Per l’Abruzzo è un colpo anche dal punto di vista della reputazione: il Parco Naturale e il presidente della regione, Marco Marsilio, tenevano a distaccarsi dal caso Trentino, dove il Progetto Ursus per il ripopolamento degli orsi nelle foreste settentrionali dell’Italia ha suscitato molte polemiche concentrate negli ultimi mesi attorno all’orsa Jj4. Questo esemplare, accompagnata dai suoi cuccioli, il 5 aprile aveva ferito a morte un ragazzo che correva nel bosco, Andrea Papi: primo caso di umano ucciso da un orso in Italia in oltre cent’anni. Jj4 era stata catturata e il presidente della regione Trentino Alto Adige, Maurizio Fugatti, ne aveva decretato la condanna a morte; i ricorsi delle associazioni animaliste davanti alla giustizia amministrativa regionale, dopo mesi di braccio di ferro, sono sfociati nella sospensione dell’ordine di abbattimento perché “sproporzionato e non coerente con le normative sovrannazionali e nazionali”. Nel frattempo, uno dei tre cuccioli dell’orsa era stato ritrovato morto.
A chi dare la priorità, all’essere umano e alla sua urbanizzazione della natura, o all’orso? O al lupo, se è per questo (poiché nelle foreste italiane anche il lupo è specie protetta ma assai contestata dagli allevatori). E si tratta solo di rapporto con la natura selvatica – o di una più generale incapacità di rapportarsi alle specie degli animali diversi – ma non così tanto – da noi?
In questa calda estate italiana, un altro fatto di cronaca degli ultimi giorni ha suscitato orrore: la storia di una capretta uccisa a calci in un agriturismo durante una festa di compleanno da un paio di ragazzi, che hanno anche filmato il delitto, incitati dai presenti (tutti adesso indagati per maltrattamento o per istigazione alla violenza). La capretta, abituata al contatto con l’umano, si era avvicinata fiduciosa.

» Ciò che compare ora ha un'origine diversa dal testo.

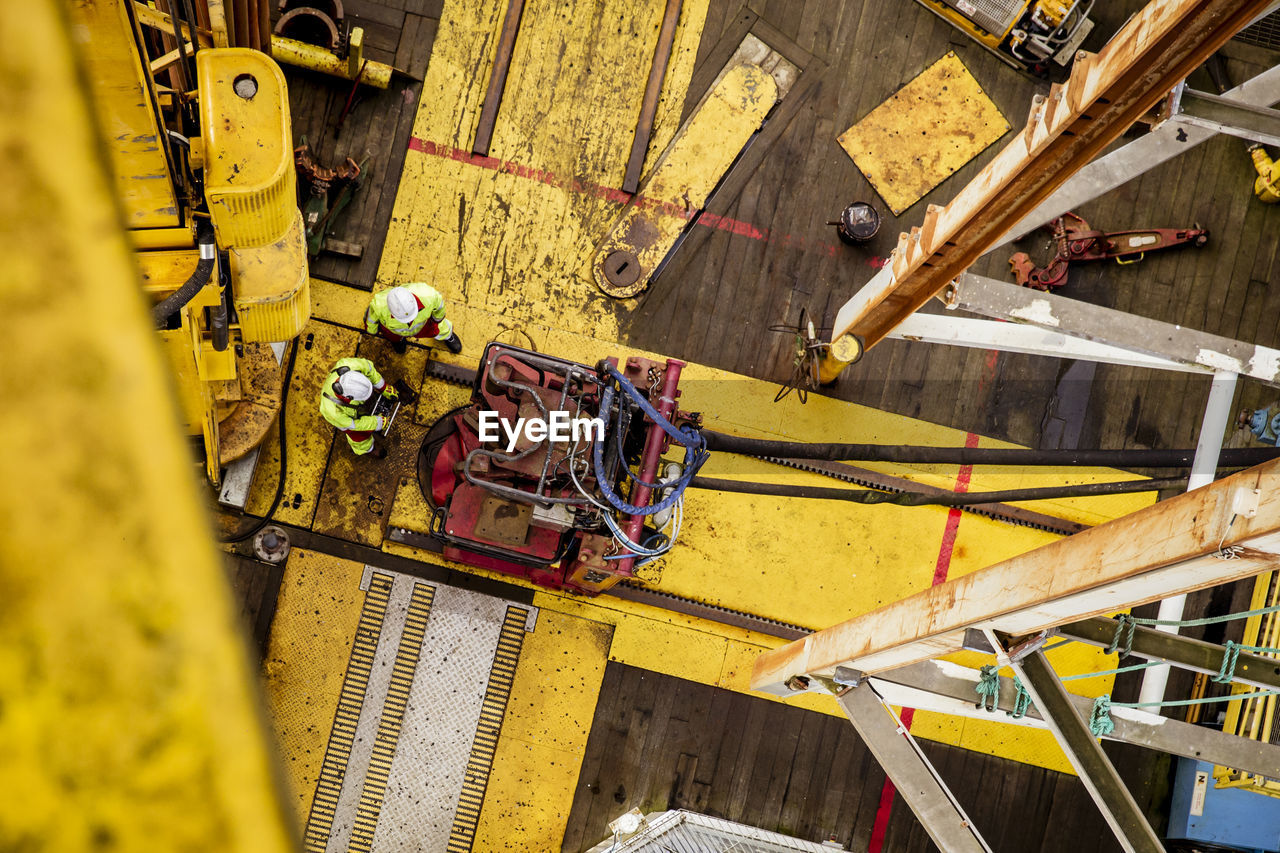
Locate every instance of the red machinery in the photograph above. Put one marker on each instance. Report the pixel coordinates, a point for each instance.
(511, 497)
(1077, 241)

I ragazzi si giustificano dicendo che erano ubriachi. Esplosione di rabbia, o segnale di totale carenza di empatia – magari anche verso gli animali umani?

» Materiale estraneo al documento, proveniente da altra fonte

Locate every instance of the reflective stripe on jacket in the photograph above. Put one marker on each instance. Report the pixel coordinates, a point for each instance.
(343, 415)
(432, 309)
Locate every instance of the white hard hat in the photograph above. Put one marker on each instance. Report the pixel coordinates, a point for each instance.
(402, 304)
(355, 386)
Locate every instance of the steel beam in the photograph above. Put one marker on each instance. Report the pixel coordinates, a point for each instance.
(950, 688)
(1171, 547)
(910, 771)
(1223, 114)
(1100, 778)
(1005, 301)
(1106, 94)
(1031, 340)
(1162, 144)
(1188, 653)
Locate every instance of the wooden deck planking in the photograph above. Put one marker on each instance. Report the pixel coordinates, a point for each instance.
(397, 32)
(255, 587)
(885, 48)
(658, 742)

In Italia la legge del 2004 “punisce con la reclusione da tre mesi a un anno o con la multa da 3.000 a 15.000 euro, chiunque per crudeltà o senza necessità cagiona una lesione ad un animale o lo sottopone a sevizie, o a comportamenti o a fatiche o a lavori insopportabili per le sue caratteristiche etologiche. La stessa pena è comminata a chi somministri agli animali sostanze stupefacenti o vietate o li sottoponga a trattamenti che provochino danno alla salute degli stessi. Si prevede infine un aumento della metà della pena qualora dai fatti di cui al comma 1 derivi la morte dell’animale”.
Non sono cose che succedono solo adesso perché siamo diventati cattivi o abbiamo imparato a fare i video con gli smartphone. Semmai, i video con gli smartphone testimoniano – sui social – non solo l’animo umano, ma quello che prima non veniva alla luce del giorno.